The popularity of egg rolls–and the destruction of the Capitol lawn–caused Congress to pass a law forbidding the grounds to be used as a playground, beginning enforcement in 1877.

(Photo: PBS.org)

Heavy rain in 1877 cancelled plans any children had made to defy the law, but it was still to be enforced in the years to come. On Easter Sunday 1878, President Hayes was taking a walk, when concerned children asked him if they could egg roll on the White House lawn Easter Monday. After asking his staff what the egg rolls were–he had never seen or heard of the activity before–he issued an order welcoming any egg-rolling children, turned away at the Capitol to the White House for the game.

(Photo: The Library of Congress)

At first, children brought their own eggs to roll. Now, they leave with a commemorative wooden one that is made by an American small business– a tradition started by Ronald Reagan.

(Photo: Library of Congress)

In 1885, President Cleveland was summoned from his study on Easter Monday. . . by children who had come for the egg roll. He loved the idea and began a tradition of receiving the children indoors– even though they ruined his carpet with smashed hard-boiled eggs.

(Photo: Library of Congress)

When the Egg Roll resumed after WWI, First Lady Florence Harding dyed some of the eggs herself. Over 50,000 children attended.

(Photo: Library of Congress)

The White House’s Easter Egg Roll has only been cancelled for inclement weather, during the WWI and WWII years, and during extensive White House construction in the late 1940s and early 1950s.

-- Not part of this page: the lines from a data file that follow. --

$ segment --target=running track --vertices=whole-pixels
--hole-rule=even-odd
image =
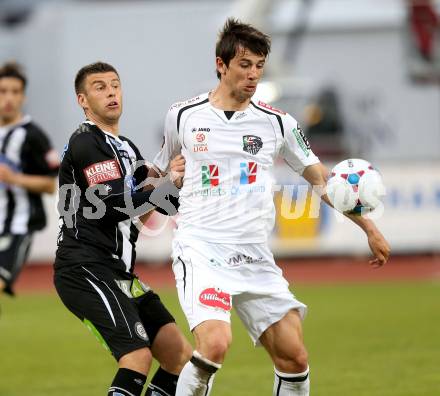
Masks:
[[[295,284],[360,283],[383,281],[438,280],[440,255],[396,256],[374,269],[365,257],[302,258],[278,260],[284,276]],[[41,263],[40,263],[41,264]],[[138,264],[136,273],[153,288],[173,287],[168,263]],[[50,264],[27,265],[17,284],[18,293],[54,291]]]

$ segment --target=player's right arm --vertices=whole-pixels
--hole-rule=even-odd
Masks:
[[[333,207],[325,193],[328,173],[327,168],[322,163],[317,163],[307,166],[303,171],[302,177],[313,186],[327,205]],[[356,214],[345,215],[365,232],[368,239],[368,245],[374,256],[369,263],[378,267],[385,264],[390,255],[390,246],[374,222]]]
[[[172,106],[166,115],[164,125],[164,135],[162,147],[153,160],[153,166],[148,169],[148,178],[166,180],[167,174],[169,179],[177,188],[181,188],[183,184],[183,176],[185,174],[185,159],[180,154],[181,146],[177,132],[177,113],[175,107]],[[157,183],[154,183],[157,185]],[[144,190],[154,188],[152,184],[145,186]],[[172,199],[172,203],[179,205],[178,199]],[[158,210],[159,213],[164,214]],[[146,213],[140,217],[142,223],[145,223],[151,213]]]
[[[172,106],[166,115],[163,143],[160,151],[153,160],[154,168],[151,170],[151,176],[163,176],[170,171],[180,172],[181,163],[179,163],[175,169],[173,169],[171,166],[174,165],[172,160],[175,159],[182,150],[182,146],[179,141],[179,132],[177,130],[177,109],[177,106]],[[181,162],[181,160],[179,161]],[[171,177],[173,177],[173,175]]]
[[[165,117],[163,143],[149,169],[149,177],[162,177],[169,173],[178,188],[182,187],[185,173],[185,159],[181,155],[182,146],[177,130],[178,106],[171,106]]]
[[[284,116],[284,125],[285,133],[281,155],[293,170],[302,175],[302,177],[312,185],[322,200],[332,206],[325,193],[328,179],[327,168],[319,161],[318,157],[313,154],[310,144],[302,133],[298,122],[287,114]],[[374,222],[357,215],[348,214],[347,217],[357,224],[367,235],[368,244],[374,255],[374,258],[370,260],[370,264],[373,266],[385,264],[390,255],[390,247]]]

(Photo: Library of Congress)

First Lady Lou Hoover introduced folk dancing to the line-up of activities– as forgotten or smashed raw eggs from other games created such a rotten stench later.

(Photo: Library of Congress)

In 1929, the Egg Roll was broadcast on the radio for the first time, but the Hoovers did not address the crowd (or the radio listeners).

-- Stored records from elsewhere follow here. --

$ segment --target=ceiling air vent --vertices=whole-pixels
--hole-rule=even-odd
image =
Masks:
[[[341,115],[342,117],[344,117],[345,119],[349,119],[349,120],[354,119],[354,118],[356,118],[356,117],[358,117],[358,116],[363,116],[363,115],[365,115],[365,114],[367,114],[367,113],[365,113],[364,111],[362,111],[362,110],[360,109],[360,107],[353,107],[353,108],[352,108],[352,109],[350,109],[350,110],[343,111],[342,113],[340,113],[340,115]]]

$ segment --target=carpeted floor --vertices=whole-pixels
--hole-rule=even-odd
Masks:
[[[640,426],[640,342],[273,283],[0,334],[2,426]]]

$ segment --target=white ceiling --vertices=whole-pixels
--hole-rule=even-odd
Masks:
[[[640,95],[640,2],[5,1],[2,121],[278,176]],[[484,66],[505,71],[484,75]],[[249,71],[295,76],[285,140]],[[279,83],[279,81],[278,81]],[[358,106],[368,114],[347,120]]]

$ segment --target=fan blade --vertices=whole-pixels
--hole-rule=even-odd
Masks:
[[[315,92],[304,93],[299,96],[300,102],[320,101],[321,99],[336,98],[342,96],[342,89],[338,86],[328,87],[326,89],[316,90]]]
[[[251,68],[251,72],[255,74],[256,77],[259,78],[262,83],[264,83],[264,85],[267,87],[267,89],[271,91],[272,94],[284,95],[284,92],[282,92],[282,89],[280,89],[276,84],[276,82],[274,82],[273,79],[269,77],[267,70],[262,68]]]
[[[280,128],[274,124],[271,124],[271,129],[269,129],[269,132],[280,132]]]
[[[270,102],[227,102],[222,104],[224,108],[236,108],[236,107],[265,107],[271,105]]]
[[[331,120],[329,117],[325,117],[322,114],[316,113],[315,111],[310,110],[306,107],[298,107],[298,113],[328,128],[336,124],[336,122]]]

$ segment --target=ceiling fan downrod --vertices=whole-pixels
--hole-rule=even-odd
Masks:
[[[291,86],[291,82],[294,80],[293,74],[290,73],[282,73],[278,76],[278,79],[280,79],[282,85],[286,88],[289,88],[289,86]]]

(Photo: Library of Congress)

By 1930s, the event had become so popular that limits were imposed– children and adults were only allowed in if paired together. Children who didn’t have¬†a grown-up escort began charging adults for the privilege. It got so crazy that in 1939, the Secret Service spent time during the event stopping such activities.

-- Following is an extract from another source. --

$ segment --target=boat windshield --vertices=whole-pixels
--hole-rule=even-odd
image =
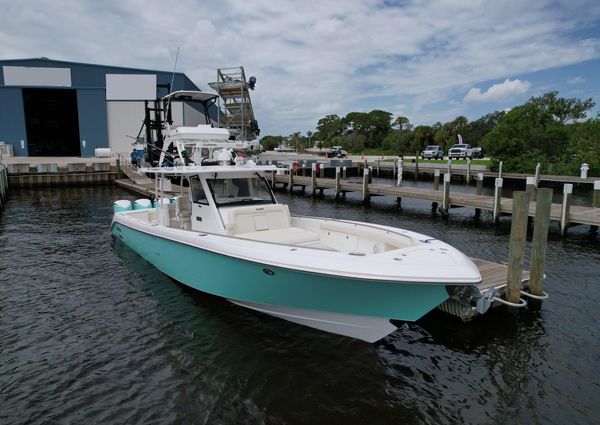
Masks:
[[[276,203],[267,180],[262,176],[206,181],[217,206]]]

(Photo: Library of Congress)

For 16 years, presidents did not make a personal appearance at the Egg Roll. Gerald Ford broke that streak by greeting guests in 1976.

(Photo: Library of Congress)

The Nixons were the last First Family to oversee the Egg Roll celebration where real eggs were used. They also introduced the egg roll race to the activities.

(Photo: Library of Congress)

During the 1991 Bush administration, all wooden eggs were dyed yellow to honor service members abroad in Kuwait and Iraq.

(Photo: WWLP.com)

In 1998, the Egg Roll was broadcast on the internet for the very first time in what the Clinton administration called a “cybercast.” First Lady Hillary Clinton began the tradition of displaying 51 chicken eggs; each decorated by an artist from each of the 50 states and D.C.

(Photo: Library of Congress)

The 2003 Egg Roll was closed by President George W. Bush and a smaller party was held for children with parents serving in Iraq.

(Photo: George W. Bush Presidential Library and Museum)

Tickets for the Egg Roll were distributed online for the first time in 2009 during the Obama administration.